Su testimonio desnuda una verdad incómoda: la violencia machista no distingue preparación académica ni posición social.

Soto Pinacho, madre de dos hijos y jueza en funciones, ha decidido hacer público su caso tras años de violencia física, psicológica, económica y, especialmente, vicaria —aquella que se ejerce a través de los hijos para dañar a la madre— por parte de su expareja (Jaime CC).

El silencio impuesto por el miedo
Durante más de una década, la juzgadora soportó amenazas constantes: “Me amenazaba con quitarme a mi hijo mayor y hacerme un escándalo en mi trabajo”, relata en un carta publicada en sus redes sociales.

Mientras tanto, su agresor construía una imagen pública como “un hombre preocupado por Oaxaca y por su familia”, una estrategia que, según Soto, formaba parte de sus aspiraciones políticas.

A pesar de interponer dos denuncias por violencia física registradas en la fiscalía, el temor a las represalias la llevó a firmar tres convenios que nunca fueron respetados. “La pensión nunca la dio en más de 11 años”, afirma, aunque aclara que eso no fue obstáculo para que ella proveyera sola a sus hijos.

Lo que debería ser un derecho de los menores —la convivencia con ambos padres— se convirtió en un instrumento de tortura psicológica. Soto Pinacho describe cómo su expareja exponía a los niños en redes sociales y espectaculares publicitarios, incluso en campañas políticas como “Oaxaca sin COVID”, sin considerar los riesgos para su seguridad e integridad emocional.

“La convivencia la utilizaba para manipularme a mí y a mis hijos, para exponerlos a vicios, para grabarlos”, denuncia. La violencia vicaria escaló hasta el punto de que tuvo que promover amparos para retirar las imágenes de sus hijos de la vía pública.
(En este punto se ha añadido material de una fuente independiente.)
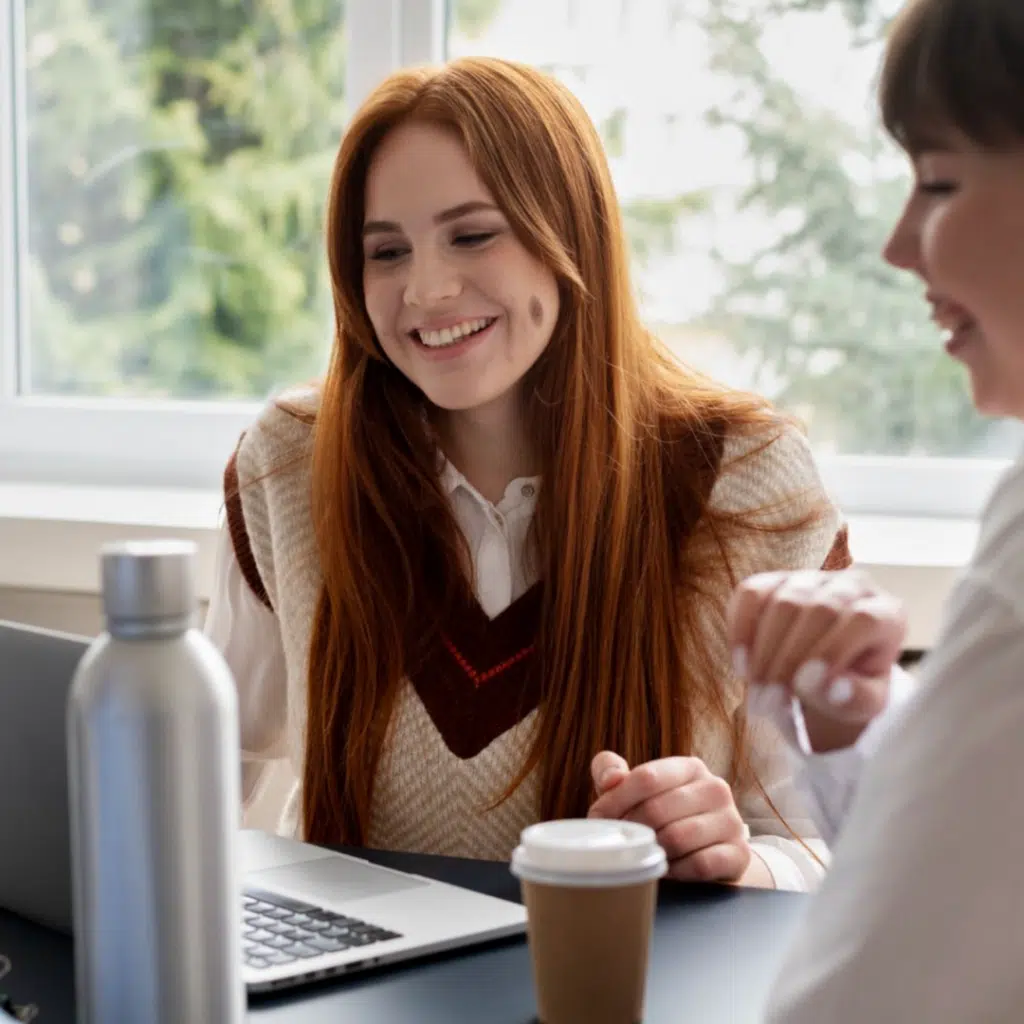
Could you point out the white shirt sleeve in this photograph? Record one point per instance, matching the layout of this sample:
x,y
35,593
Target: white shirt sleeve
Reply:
x,y
922,914
796,856
829,780
247,634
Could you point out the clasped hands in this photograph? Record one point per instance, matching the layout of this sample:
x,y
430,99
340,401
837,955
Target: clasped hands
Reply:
x,y
691,810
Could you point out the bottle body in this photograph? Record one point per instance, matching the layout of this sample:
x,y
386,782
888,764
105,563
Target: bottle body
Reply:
x,y
155,812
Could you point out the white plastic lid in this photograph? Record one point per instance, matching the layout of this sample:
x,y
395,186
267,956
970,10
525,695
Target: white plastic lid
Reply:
x,y
589,852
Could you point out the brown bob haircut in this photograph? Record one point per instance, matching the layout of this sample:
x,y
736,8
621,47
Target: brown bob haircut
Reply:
x,y
954,65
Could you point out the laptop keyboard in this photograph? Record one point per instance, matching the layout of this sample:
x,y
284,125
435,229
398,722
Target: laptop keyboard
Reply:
x,y
280,930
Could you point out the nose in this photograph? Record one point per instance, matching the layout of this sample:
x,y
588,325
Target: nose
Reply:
x,y
903,248
431,280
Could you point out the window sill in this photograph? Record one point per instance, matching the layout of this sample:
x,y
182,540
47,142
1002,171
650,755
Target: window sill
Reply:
x,y
49,537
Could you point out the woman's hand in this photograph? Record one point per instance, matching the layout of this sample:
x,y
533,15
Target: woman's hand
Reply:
x,y
829,638
691,811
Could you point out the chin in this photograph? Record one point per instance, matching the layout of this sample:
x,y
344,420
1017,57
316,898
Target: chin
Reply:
x,y
466,400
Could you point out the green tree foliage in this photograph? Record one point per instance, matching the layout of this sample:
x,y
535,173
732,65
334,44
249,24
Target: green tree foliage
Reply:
x,y
472,17
835,333
178,166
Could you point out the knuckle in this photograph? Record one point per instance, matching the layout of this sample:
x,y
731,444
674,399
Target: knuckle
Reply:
x,y
719,791
646,776
676,839
708,864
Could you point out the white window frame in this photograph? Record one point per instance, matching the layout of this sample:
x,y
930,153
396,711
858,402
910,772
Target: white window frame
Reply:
x,y
184,443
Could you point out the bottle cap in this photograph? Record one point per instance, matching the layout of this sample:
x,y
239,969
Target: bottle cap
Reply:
x,y
148,585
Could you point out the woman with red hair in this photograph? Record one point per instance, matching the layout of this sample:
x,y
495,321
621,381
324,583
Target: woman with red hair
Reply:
x,y
499,538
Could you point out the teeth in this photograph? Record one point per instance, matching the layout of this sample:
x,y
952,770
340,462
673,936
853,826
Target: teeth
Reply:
x,y
450,335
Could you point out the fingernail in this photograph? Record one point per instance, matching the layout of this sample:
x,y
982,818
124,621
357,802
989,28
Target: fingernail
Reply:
x,y
841,691
739,663
809,677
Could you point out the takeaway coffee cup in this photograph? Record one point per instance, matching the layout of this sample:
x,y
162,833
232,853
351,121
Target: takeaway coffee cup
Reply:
x,y
590,889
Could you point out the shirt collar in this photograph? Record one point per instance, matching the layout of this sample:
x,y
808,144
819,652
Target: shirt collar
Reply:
x,y
523,487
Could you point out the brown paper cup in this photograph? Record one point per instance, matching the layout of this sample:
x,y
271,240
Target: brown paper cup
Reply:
x,y
589,946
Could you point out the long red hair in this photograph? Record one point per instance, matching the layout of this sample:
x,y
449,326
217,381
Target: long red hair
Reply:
x,y
626,544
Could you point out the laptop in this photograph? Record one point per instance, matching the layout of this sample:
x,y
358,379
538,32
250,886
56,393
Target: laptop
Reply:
x,y
308,912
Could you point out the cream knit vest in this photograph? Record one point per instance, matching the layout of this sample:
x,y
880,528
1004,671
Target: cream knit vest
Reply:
x,y
427,799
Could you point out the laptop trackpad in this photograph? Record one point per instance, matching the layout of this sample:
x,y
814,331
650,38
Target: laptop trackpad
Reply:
x,y
334,880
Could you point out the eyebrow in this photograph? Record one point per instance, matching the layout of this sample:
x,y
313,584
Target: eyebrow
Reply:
x,y
453,213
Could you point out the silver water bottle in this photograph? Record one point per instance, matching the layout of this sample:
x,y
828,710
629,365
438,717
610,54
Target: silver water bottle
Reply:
x,y
154,766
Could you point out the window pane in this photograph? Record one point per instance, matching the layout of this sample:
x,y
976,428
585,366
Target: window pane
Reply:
x,y
758,190
178,155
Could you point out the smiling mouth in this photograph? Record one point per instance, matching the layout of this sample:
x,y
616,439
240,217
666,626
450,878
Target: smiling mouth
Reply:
x,y
452,335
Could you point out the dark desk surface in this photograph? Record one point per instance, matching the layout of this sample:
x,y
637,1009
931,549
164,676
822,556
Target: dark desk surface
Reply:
x,y
715,952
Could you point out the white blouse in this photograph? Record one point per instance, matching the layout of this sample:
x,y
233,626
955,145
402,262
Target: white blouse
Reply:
x,y
922,915
248,635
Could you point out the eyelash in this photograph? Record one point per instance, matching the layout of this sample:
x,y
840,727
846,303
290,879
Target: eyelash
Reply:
x,y
937,187
469,240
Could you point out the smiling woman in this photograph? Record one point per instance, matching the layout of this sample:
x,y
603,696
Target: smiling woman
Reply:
x,y
498,539
449,287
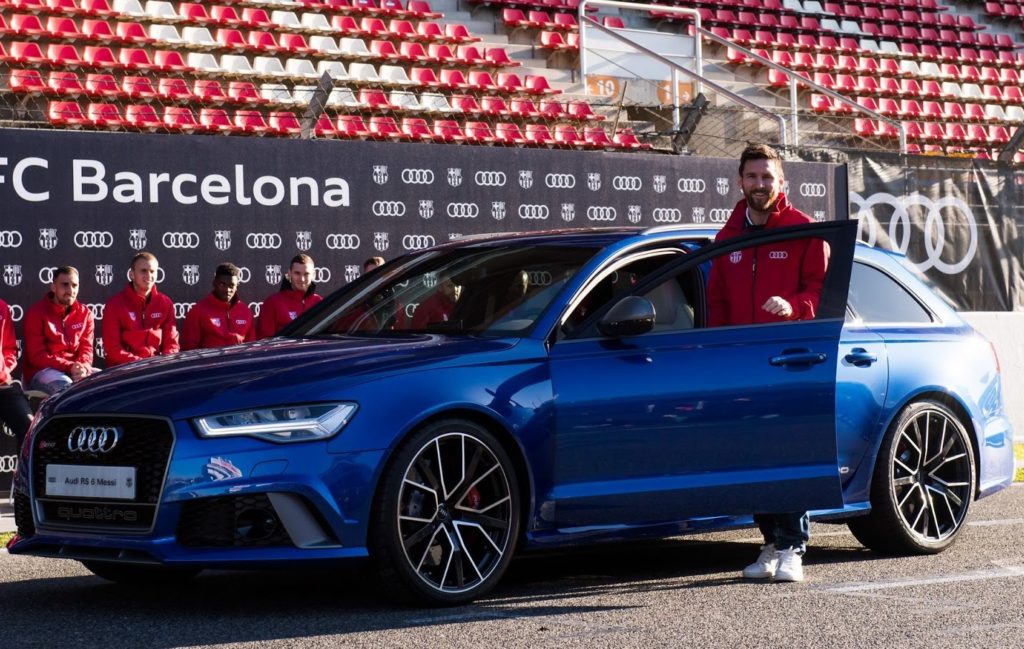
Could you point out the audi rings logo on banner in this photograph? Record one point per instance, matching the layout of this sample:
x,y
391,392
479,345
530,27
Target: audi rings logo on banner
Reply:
x,y
534,212
539,277
463,210
559,181
181,309
10,239
93,239
417,242
691,185
160,274
937,215
418,176
601,213
263,241
667,215
388,208
489,178
180,240
94,439
812,189
342,242
627,183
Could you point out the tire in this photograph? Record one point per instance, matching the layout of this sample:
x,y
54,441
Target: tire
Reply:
x,y
136,574
923,485
446,516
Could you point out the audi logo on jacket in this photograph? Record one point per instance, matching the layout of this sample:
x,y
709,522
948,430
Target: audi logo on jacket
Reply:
x,y
283,307
56,338
137,327
742,280
212,322
8,345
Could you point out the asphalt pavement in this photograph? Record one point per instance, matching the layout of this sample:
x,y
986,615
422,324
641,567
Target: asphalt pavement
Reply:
x,y
679,592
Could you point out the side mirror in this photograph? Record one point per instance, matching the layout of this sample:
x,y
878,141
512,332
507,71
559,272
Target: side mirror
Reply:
x,y
633,315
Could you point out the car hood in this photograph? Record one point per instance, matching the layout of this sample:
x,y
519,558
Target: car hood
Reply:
x,y
276,371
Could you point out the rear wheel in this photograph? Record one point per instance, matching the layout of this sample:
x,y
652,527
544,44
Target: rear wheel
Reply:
x,y
446,516
923,485
136,574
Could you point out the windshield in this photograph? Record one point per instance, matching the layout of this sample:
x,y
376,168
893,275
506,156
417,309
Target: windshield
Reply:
x,y
489,291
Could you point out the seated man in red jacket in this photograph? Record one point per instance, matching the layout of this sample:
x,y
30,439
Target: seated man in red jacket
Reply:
x,y
297,294
58,334
220,318
138,322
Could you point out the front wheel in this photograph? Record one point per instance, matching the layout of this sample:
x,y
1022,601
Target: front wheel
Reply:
x,y
923,485
446,517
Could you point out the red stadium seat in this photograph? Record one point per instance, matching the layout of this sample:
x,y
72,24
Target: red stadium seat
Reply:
x,y
479,133
448,131
285,123
67,114
251,122
104,116
142,117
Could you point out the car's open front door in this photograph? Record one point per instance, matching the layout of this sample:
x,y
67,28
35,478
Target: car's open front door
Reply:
x,y
692,420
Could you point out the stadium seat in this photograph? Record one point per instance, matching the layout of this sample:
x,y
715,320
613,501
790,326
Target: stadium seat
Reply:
x,y
142,117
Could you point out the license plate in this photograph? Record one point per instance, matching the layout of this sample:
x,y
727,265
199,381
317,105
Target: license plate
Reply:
x,y
94,482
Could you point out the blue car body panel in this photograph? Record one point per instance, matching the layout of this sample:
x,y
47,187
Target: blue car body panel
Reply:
x,y
613,437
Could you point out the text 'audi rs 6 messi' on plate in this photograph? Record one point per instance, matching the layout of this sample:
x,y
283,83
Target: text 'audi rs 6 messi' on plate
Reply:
x,y
526,391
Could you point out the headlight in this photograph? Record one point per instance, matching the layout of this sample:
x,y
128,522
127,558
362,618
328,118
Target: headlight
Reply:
x,y
282,424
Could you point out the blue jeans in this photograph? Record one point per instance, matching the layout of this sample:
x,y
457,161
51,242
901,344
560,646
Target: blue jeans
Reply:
x,y
785,530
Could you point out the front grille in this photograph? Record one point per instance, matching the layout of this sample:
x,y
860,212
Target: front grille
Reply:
x,y
23,516
231,521
144,443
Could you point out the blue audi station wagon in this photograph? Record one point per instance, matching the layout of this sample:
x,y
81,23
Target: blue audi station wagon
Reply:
x,y
498,394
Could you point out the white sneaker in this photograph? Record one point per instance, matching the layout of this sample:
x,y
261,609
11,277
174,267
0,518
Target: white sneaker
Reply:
x,y
791,566
766,564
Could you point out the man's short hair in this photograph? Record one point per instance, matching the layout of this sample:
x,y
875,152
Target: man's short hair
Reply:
x,y
226,269
142,255
759,152
65,270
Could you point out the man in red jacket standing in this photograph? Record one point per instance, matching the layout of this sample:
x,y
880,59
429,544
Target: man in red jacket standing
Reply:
x,y
14,410
773,283
297,294
220,318
58,335
138,322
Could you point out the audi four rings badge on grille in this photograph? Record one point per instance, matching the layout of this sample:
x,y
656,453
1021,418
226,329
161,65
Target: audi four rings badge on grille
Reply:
x,y
342,242
180,240
263,241
691,185
489,178
94,439
10,239
93,239
812,189
417,176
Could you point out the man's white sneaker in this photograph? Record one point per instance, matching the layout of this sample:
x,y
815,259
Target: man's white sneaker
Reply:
x,y
791,566
766,564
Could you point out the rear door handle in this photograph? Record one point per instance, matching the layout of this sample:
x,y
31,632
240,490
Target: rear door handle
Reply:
x,y
801,357
860,357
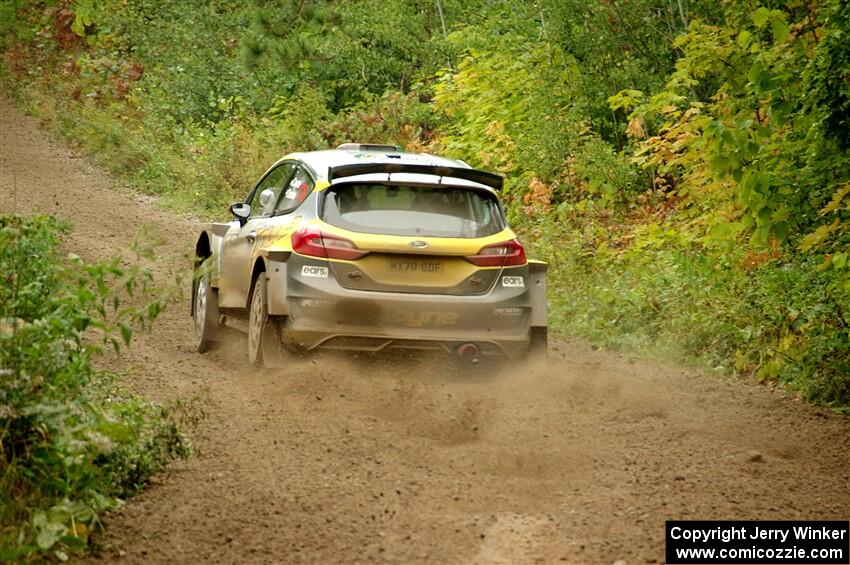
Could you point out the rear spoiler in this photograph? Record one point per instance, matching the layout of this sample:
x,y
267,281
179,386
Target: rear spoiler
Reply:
x,y
492,180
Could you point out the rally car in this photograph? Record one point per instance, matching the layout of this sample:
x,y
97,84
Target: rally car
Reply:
x,y
368,248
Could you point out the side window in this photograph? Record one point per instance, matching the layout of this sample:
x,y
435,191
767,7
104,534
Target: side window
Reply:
x,y
263,204
296,191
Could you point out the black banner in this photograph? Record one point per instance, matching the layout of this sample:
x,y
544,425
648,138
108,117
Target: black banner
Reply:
x,y
694,542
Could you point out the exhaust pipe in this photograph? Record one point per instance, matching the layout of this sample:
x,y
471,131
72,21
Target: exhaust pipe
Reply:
x,y
469,352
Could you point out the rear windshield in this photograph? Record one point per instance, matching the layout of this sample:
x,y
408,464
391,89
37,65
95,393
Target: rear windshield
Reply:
x,y
413,210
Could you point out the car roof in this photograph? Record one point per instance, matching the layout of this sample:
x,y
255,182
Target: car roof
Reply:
x,y
321,161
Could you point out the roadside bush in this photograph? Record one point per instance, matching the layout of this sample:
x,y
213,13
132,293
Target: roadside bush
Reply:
x,y
71,441
773,316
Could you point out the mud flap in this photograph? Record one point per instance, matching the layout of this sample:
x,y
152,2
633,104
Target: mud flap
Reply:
x,y
276,273
537,291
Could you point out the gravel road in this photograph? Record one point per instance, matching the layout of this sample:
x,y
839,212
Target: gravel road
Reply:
x,y
342,459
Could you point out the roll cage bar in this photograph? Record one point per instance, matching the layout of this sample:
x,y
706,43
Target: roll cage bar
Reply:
x,y
492,180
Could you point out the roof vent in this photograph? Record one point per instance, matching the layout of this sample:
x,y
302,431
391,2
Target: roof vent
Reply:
x,y
367,147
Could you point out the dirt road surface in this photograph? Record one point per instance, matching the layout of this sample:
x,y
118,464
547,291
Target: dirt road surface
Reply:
x,y
402,460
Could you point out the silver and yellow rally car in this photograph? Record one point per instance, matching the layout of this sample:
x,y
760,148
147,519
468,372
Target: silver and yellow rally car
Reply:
x,y
368,248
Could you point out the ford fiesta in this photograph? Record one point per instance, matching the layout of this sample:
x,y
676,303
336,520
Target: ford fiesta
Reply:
x,y
368,248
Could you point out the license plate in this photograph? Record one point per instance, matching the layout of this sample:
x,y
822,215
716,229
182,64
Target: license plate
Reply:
x,y
513,282
411,266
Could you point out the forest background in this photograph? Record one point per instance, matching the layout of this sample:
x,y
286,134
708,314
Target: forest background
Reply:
x,y
684,165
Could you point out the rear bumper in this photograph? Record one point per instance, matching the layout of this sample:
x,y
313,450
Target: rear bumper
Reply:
x,y
316,312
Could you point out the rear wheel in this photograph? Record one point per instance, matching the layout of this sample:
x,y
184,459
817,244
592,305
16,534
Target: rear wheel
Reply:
x,y
264,342
204,310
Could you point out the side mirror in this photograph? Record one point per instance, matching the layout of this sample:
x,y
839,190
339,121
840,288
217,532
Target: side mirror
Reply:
x,y
241,210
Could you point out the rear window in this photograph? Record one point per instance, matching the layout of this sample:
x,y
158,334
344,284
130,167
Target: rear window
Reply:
x,y
413,210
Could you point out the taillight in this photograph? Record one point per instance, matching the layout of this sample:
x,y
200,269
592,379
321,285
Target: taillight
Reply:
x,y
315,243
506,254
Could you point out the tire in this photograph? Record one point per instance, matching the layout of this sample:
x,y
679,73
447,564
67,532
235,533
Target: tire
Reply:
x,y
205,312
264,343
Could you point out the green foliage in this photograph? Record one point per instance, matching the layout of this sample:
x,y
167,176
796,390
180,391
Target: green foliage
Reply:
x,y
71,441
675,159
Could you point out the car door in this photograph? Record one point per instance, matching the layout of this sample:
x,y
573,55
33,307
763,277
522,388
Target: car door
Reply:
x,y
238,246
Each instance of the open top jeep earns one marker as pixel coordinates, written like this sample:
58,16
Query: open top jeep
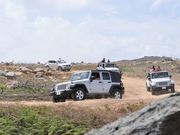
109,66
160,80
88,84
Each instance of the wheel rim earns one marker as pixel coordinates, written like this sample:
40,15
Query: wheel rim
79,95
117,95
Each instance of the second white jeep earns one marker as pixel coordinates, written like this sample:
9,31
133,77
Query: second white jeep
160,80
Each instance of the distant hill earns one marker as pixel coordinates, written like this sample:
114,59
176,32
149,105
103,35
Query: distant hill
144,59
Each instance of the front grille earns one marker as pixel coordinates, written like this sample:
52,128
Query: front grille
61,87
162,83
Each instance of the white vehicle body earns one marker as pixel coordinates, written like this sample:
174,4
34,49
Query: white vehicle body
58,64
89,83
109,66
160,80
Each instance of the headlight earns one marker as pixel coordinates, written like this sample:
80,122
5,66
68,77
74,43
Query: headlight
169,82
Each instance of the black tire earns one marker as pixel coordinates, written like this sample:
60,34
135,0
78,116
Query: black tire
153,91
55,100
60,68
47,67
172,90
78,94
148,88
62,100
116,94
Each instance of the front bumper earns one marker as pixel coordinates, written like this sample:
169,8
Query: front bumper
63,94
123,90
163,87
66,67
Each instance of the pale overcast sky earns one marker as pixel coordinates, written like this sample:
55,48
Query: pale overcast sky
88,30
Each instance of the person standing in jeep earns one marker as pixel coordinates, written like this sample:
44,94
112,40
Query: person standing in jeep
85,84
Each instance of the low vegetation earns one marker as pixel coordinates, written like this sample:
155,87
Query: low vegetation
127,69
62,119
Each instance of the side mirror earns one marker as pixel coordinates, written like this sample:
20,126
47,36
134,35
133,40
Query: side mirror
91,78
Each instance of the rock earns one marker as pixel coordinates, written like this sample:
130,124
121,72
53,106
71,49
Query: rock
25,70
12,84
11,75
175,59
39,74
161,117
38,70
155,62
47,73
18,73
2,73
148,62
6,70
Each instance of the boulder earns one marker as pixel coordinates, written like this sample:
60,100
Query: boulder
12,84
11,75
38,70
161,117
39,75
25,70
2,73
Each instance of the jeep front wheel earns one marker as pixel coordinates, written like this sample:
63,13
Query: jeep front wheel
153,91
172,90
78,94
117,94
148,89
60,68
55,100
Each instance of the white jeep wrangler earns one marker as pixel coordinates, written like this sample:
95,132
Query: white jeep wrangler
109,66
89,84
160,80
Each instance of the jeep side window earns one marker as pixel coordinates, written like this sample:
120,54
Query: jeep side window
96,76
106,76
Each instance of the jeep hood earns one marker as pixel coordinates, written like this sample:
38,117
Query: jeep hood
64,83
112,69
161,79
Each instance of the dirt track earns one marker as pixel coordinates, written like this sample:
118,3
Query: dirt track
135,91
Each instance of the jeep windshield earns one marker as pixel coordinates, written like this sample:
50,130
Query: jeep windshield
160,75
111,65
61,61
80,76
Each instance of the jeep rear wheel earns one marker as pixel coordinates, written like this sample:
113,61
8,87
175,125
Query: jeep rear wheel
148,89
153,91
172,90
117,94
60,68
78,94
55,100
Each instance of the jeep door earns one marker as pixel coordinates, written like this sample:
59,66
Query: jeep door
106,83
96,84
51,63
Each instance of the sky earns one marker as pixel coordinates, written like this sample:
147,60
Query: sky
34,31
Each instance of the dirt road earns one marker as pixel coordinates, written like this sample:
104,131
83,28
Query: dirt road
135,91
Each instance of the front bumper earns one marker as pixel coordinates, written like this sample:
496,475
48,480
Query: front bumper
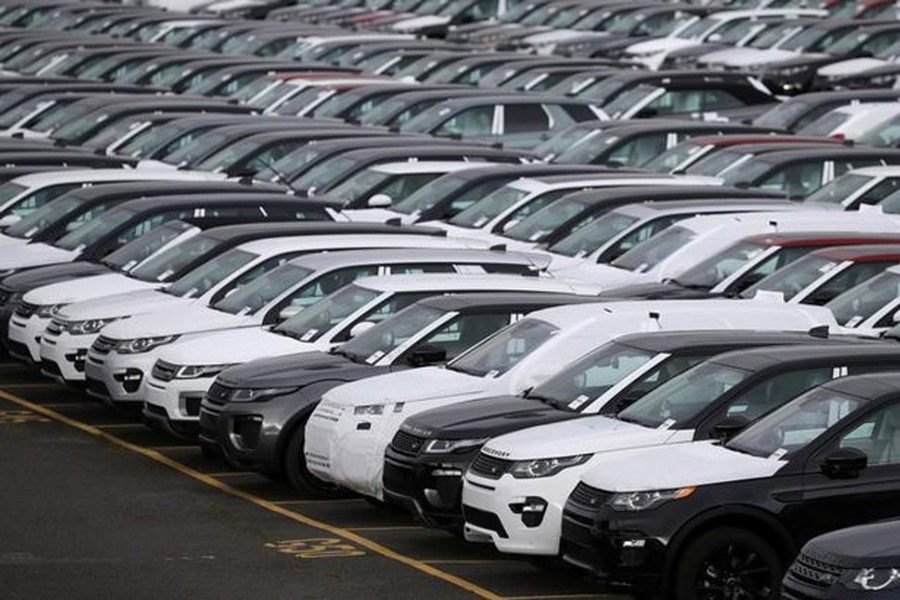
175,405
118,379
495,511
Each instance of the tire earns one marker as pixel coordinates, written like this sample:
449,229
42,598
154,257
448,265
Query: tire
727,563
298,475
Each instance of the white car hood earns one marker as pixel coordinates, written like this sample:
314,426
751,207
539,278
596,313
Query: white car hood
182,320
588,435
86,288
231,346
698,463
854,66
122,305
415,385
33,255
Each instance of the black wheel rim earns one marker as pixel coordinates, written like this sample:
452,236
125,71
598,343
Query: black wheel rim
735,572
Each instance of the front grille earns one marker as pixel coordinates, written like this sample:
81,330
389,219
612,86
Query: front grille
218,393
26,309
585,495
407,443
815,573
104,345
164,371
490,467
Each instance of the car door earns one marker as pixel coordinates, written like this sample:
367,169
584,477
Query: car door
829,503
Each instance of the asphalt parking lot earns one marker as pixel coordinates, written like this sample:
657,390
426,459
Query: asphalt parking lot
95,505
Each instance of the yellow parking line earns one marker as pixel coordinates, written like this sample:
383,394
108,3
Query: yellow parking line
346,534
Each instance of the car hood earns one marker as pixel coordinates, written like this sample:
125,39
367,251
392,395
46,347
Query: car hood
32,255
587,435
182,320
34,278
122,305
86,288
415,385
694,464
867,546
295,370
231,346
485,417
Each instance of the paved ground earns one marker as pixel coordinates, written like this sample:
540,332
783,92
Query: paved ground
95,505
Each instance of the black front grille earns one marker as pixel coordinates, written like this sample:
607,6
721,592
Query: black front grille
407,443
490,467
104,345
588,497
26,309
815,573
218,393
164,371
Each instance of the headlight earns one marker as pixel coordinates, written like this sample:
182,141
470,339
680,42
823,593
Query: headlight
86,327
197,371
48,310
447,446
140,345
635,501
545,467
257,394
875,580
El punto de quiebre ocurrió hace un año, cuando el padre de sus hijos fue detenido por violencia contra su propia tía. Los menores estaban presentes. Lo que siguió fue un episodio de manipulación que Soto describe con dolor: su hijo mayor, entonces de 12 años, fue grabado por la familia paterna acusando a su madre de ser responsable del encarcelamiento.

“Escondieron a mi hijo por más de 24 días en los que no lo llevaron a la escuela ni supe dónde estaba”, relata.

Su hijo menor, devuelto tres días después, le reveló la verdad: “Su hermano estaba grabando un video que tenía que repetir muchas veces porque se reía”.

Órdenes de protección sistemáticamente violadas

Desde 2024, el agresor tiene impuestas tres órdenes de protección que le prohíben intimidar, amenazar, difundir datos e imágenes de los menores y utilizar medios públicos para ello. Sin embargo, Soto Pinacho documenta más de 20 incumplimientos.

“Me busca, me manda mensajes, a mi familia les manda audios y me amenaza constantemente”, denuncia.

Mientras tanto, su expareja continúa publicando videos en redes sociales donde la califica como “el ser más vil de esta tierra, basura, satanás, una puta, perversa, corrupta”, sin presentar pruebas de sus acusaciones.

A pesar de ser profesional del derecho, Soto Pinacho enfrenta la misma revictimización que miles de mujeres en México. “Si esto pasa conociendo la ley, no quiero imaginar lo que miles de mujeres han tenido que soportar”, reflexiona.

Mientras ella y sus hijos completaron todas las terapias psicológicas ordenadas por el juzgado —a pesar del impacto en sus actividades escolares y laborales—, el agresor simplemente no asistió.

“Es más fácil victimizarse en redes”, señala.

“Hoy seguimos luchando contra un sistema en el que la mujer siempre es culpable”, denuncia. “Se nos desacredita, se nos silencia y se nos responsabiliza del daño que otros han provocado”.

“Temo por mi vida, por la de mis hijos, por mi familia. Mis hijos y yo merecemos paz. Merecemos justicia. Mis hijos merecen volver a ser niños”, concluyó en su denuncia pública.